02 novembre 2015

Il Flan parisien di Christophe Felder

Ma non solo suo, un po' anche mio e di Gaia!

Io e Gaia ci conosciamo da un po': entrambe blogger appassionate di cucina da anni, ci siamo sfiorate in diverse occasioni e, una di queste, proprio a Parigi.

L'anno scorso, infatti, eravamo nella stessa città, nello stesso periodo, ma senza saperlo...e siamo rientrate con le stesse riviste di cucina: Elle à table e Saveurs (in valigia avevo altre "due-tre"cosette di cucina, ma sorvoliamo).



Ci siamo conosciute a casa di Giulia, la mitica Juls, e insieme, tra un racconto e l'altro, abbiamo deciso di provare un esperimento condiviso, anche se siamo a 300 km di distanza; un momento tra appassionate di cucina, con una ricetta scelta insieme da una di queste riviste e prodotta da entrambe: non è una cosa bellissima?
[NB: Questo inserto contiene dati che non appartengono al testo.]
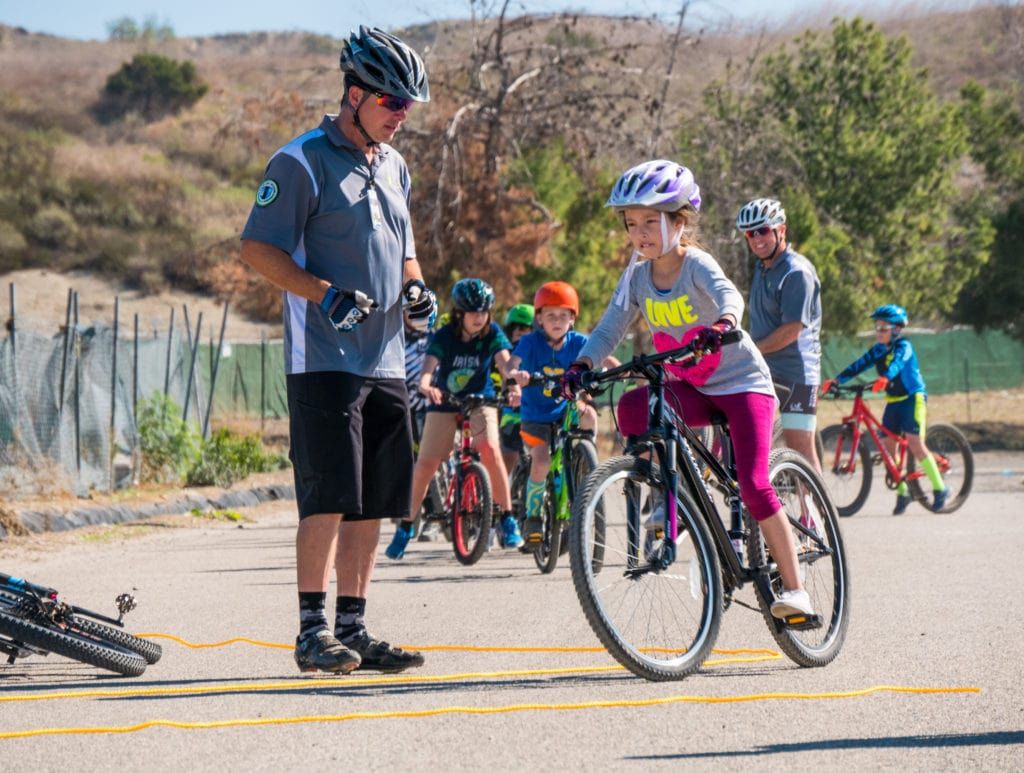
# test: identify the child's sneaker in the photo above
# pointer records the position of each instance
(400, 540)
(532, 530)
(510, 532)
(792, 602)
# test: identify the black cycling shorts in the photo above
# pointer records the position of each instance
(351, 445)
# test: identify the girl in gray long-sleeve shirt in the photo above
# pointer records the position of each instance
(682, 293)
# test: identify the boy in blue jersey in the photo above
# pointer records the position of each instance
(550, 349)
(906, 398)
(459, 360)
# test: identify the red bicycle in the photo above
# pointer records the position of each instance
(464, 489)
(848, 461)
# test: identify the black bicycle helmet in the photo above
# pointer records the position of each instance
(472, 295)
(383, 62)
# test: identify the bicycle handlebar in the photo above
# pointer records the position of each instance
(640, 366)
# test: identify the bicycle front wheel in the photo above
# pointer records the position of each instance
(546, 555)
(471, 516)
(954, 458)
(584, 463)
(848, 475)
(657, 617)
(73, 645)
(821, 557)
(150, 650)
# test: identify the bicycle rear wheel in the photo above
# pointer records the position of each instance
(658, 623)
(821, 556)
(955, 460)
(471, 516)
(847, 475)
(73, 645)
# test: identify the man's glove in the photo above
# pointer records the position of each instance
(421, 305)
(347, 308)
(709, 340)
(572, 380)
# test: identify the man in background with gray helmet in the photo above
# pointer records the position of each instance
(785, 319)
(331, 226)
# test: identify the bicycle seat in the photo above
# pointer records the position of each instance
(718, 419)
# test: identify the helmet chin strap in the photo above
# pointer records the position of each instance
(358, 124)
(670, 243)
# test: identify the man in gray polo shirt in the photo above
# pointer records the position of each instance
(785, 319)
(331, 226)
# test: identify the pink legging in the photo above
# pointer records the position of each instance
(751, 417)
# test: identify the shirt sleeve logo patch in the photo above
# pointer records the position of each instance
(266, 192)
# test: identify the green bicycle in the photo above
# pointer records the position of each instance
(571, 448)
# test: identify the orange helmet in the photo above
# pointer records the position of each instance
(559, 294)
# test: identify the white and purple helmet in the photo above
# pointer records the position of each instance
(658, 184)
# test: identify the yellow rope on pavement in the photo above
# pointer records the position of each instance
(316, 683)
(483, 711)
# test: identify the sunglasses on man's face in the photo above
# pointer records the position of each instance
(393, 103)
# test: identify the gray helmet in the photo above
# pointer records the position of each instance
(760, 212)
(381, 61)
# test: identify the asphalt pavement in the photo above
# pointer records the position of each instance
(936, 603)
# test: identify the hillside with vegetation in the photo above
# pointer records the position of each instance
(897, 145)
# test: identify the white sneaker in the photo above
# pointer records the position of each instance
(792, 602)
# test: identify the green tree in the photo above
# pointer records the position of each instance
(846, 126)
(995, 297)
(124, 28)
(588, 248)
(152, 86)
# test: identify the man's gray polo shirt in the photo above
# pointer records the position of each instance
(788, 292)
(313, 205)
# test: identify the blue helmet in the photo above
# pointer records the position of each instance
(472, 295)
(891, 313)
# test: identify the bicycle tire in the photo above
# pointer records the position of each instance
(546, 554)
(583, 464)
(151, 651)
(849, 488)
(948, 442)
(655, 655)
(471, 516)
(69, 644)
(825, 573)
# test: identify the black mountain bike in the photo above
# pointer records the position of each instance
(671, 564)
(34, 620)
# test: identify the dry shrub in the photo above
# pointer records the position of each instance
(249, 292)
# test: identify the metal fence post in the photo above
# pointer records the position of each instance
(76, 346)
(114, 386)
(64, 352)
(262, 382)
(213, 374)
(192, 366)
(167, 370)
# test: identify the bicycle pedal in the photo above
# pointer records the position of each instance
(803, 621)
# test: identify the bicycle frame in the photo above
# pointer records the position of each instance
(675, 442)
(861, 415)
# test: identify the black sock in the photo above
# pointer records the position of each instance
(348, 619)
(312, 616)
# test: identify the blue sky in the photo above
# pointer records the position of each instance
(199, 17)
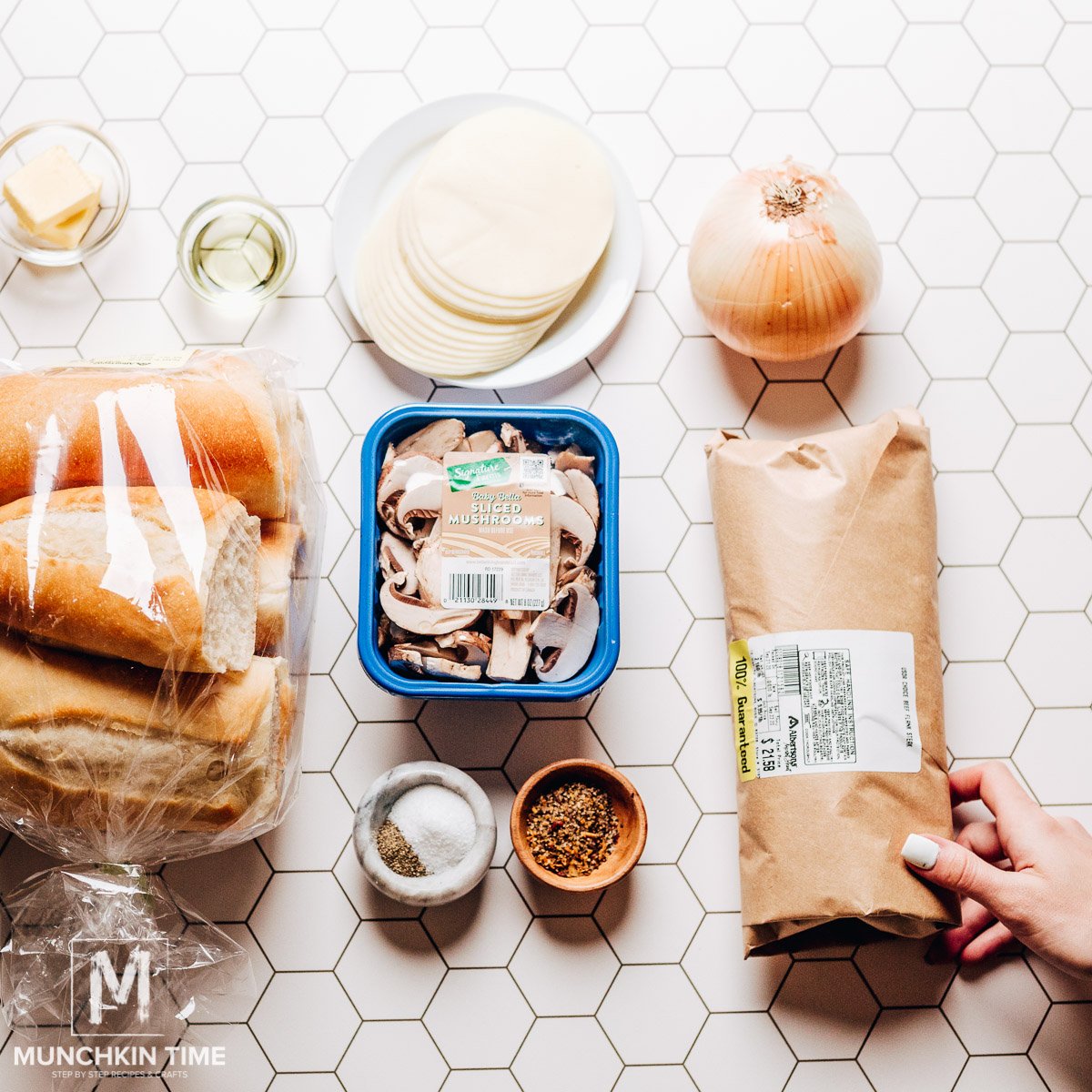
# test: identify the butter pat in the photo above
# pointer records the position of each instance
(52, 189)
(68, 233)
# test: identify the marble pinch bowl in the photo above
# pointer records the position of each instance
(629, 807)
(425, 890)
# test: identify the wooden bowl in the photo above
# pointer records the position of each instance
(632, 823)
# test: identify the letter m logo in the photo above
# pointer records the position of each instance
(112, 986)
(137, 970)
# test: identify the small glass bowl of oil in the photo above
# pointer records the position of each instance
(236, 250)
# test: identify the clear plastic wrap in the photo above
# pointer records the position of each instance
(161, 525)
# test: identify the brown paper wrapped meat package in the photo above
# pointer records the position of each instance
(836, 532)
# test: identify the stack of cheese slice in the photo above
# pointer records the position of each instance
(487, 245)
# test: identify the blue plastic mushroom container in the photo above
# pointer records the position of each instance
(551, 427)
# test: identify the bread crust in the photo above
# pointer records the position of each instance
(277, 560)
(99, 743)
(64, 592)
(219, 409)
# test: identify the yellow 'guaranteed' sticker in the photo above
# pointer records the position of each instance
(743, 708)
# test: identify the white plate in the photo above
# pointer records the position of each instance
(385, 168)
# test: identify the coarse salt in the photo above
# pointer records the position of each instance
(437, 823)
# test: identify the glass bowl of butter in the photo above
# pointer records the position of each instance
(64, 192)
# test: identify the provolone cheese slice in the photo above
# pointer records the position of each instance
(513, 203)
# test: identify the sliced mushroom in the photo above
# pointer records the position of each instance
(467, 645)
(511, 647)
(389, 633)
(419, 507)
(418, 617)
(583, 489)
(412, 659)
(398, 562)
(397, 478)
(486, 440)
(563, 636)
(560, 484)
(581, 576)
(430, 571)
(512, 438)
(435, 440)
(573, 459)
(572, 535)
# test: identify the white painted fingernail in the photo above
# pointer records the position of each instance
(920, 851)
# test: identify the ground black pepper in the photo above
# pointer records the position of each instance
(398, 853)
(572, 829)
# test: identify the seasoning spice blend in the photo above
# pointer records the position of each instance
(572, 829)
(397, 852)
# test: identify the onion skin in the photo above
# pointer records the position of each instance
(784, 282)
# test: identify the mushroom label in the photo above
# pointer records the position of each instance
(495, 531)
(485, 561)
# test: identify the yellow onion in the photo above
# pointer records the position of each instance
(784, 265)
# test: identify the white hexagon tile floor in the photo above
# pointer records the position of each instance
(965, 129)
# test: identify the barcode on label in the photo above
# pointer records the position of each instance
(789, 669)
(473, 588)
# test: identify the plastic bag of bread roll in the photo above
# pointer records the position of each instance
(161, 529)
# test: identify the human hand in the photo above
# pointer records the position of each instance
(1026, 876)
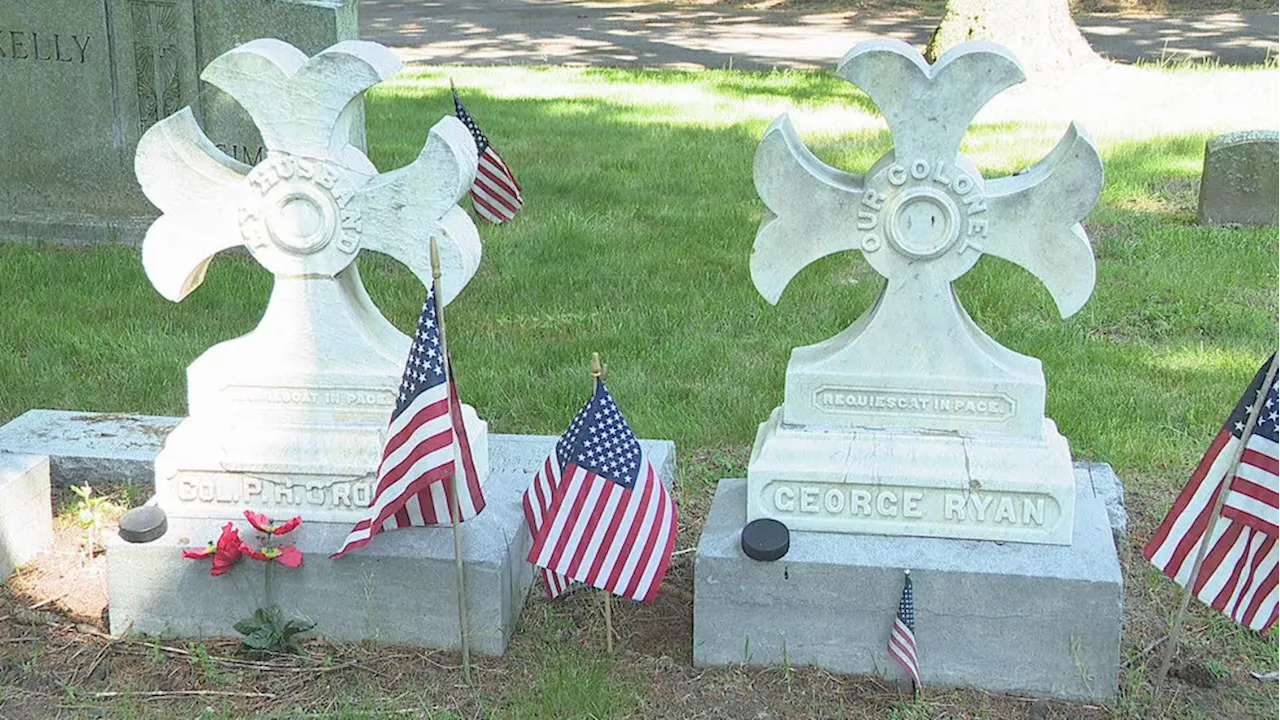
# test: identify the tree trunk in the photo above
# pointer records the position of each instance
(1041, 33)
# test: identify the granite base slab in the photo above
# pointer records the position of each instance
(117, 447)
(401, 588)
(26, 511)
(1000, 616)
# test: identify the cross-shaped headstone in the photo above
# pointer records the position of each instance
(291, 418)
(923, 215)
(316, 199)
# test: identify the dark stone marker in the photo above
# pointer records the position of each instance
(766, 540)
(144, 524)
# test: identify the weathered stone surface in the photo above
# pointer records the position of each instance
(26, 511)
(112, 447)
(222, 24)
(1020, 618)
(90, 447)
(300, 405)
(1109, 488)
(366, 593)
(858, 405)
(914, 483)
(1240, 183)
(83, 80)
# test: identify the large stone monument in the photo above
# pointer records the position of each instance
(291, 418)
(1240, 183)
(83, 80)
(914, 422)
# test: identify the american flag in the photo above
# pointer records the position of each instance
(1242, 568)
(496, 192)
(901, 638)
(598, 511)
(426, 440)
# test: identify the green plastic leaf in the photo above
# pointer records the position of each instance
(297, 625)
(261, 638)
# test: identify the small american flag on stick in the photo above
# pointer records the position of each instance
(598, 511)
(1240, 568)
(426, 442)
(496, 192)
(901, 638)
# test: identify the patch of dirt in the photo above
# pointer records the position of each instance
(64, 578)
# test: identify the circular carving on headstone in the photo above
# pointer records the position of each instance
(301, 220)
(302, 215)
(766, 540)
(923, 222)
(144, 524)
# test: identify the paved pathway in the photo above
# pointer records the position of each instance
(487, 32)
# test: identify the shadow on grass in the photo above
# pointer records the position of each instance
(634, 242)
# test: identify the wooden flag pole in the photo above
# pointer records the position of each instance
(1223, 490)
(455, 502)
(599, 373)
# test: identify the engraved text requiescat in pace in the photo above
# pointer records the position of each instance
(924, 505)
(44, 46)
(236, 490)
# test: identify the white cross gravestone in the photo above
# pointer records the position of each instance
(913, 420)
(291, 418)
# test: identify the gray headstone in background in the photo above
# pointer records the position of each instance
(26, 510)
(1240, 183)
(82, 80)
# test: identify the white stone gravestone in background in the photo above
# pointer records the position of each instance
(292, 418)
(913, 420)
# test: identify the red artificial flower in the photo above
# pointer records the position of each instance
(288, 555)
(199, 552)
(228, 550)
(264, 525)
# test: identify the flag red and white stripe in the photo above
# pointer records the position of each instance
(496, 194)
(611, 522)
(538, 504)
(426, 445)
(1240, 573)
(901, 637)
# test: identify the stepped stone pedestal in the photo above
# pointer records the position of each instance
(26, 511)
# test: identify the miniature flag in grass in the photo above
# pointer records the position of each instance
(901, 638)
(425, 438)
(1240, 572)
(496, 194)
(598, 511)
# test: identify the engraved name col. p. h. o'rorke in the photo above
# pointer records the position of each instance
(913, 420)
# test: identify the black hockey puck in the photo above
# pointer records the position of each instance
(766, 540)
(144, 524)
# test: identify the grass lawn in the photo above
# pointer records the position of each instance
(634, 242)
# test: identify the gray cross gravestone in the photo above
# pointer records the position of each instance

Infine, non meno importante, questo flan l'ho voluto provare proprio per festeggiare i 18 anni di una ragazza speciale, che l'anno scorso ha condiviso con noi la gita parigina: tutto torna?

Allora partiamo con la ricetta (ve la riposto con le mie piccole modifiche)!

Ingredienti per la pasta sucrèe (per 2 torte)

125 g di burro (ottimo)
125 g di zucchero (io quello bello sottile che si scioglie rapidamente)
1 uovo medio/piccolo
250 g di farina da dolci (deve essere farina "debole")
1 pizzico di lievito per dolci
1 pizzico di sale
la scorsa grattugiata di un quarto di limone non trattato

Con questi ingredienti ho preparato la pasta di rivestimento del dolce.
Ho lavorato velocemente, con la punta delle dita, la farina, il burro morbido, lo zucchero, la buccia grattata del limone, il lievito e il sale, dentro una ciotola.
Ho aggiunto l'uovo e ho impastato brevemente, in modo di ottenere una pasta morbida, ma senza rischiare di scaldarla.
L'ho appiattita e chiusa in pellicola e messa in frigorifero a raffreddare per circa 30 minuti.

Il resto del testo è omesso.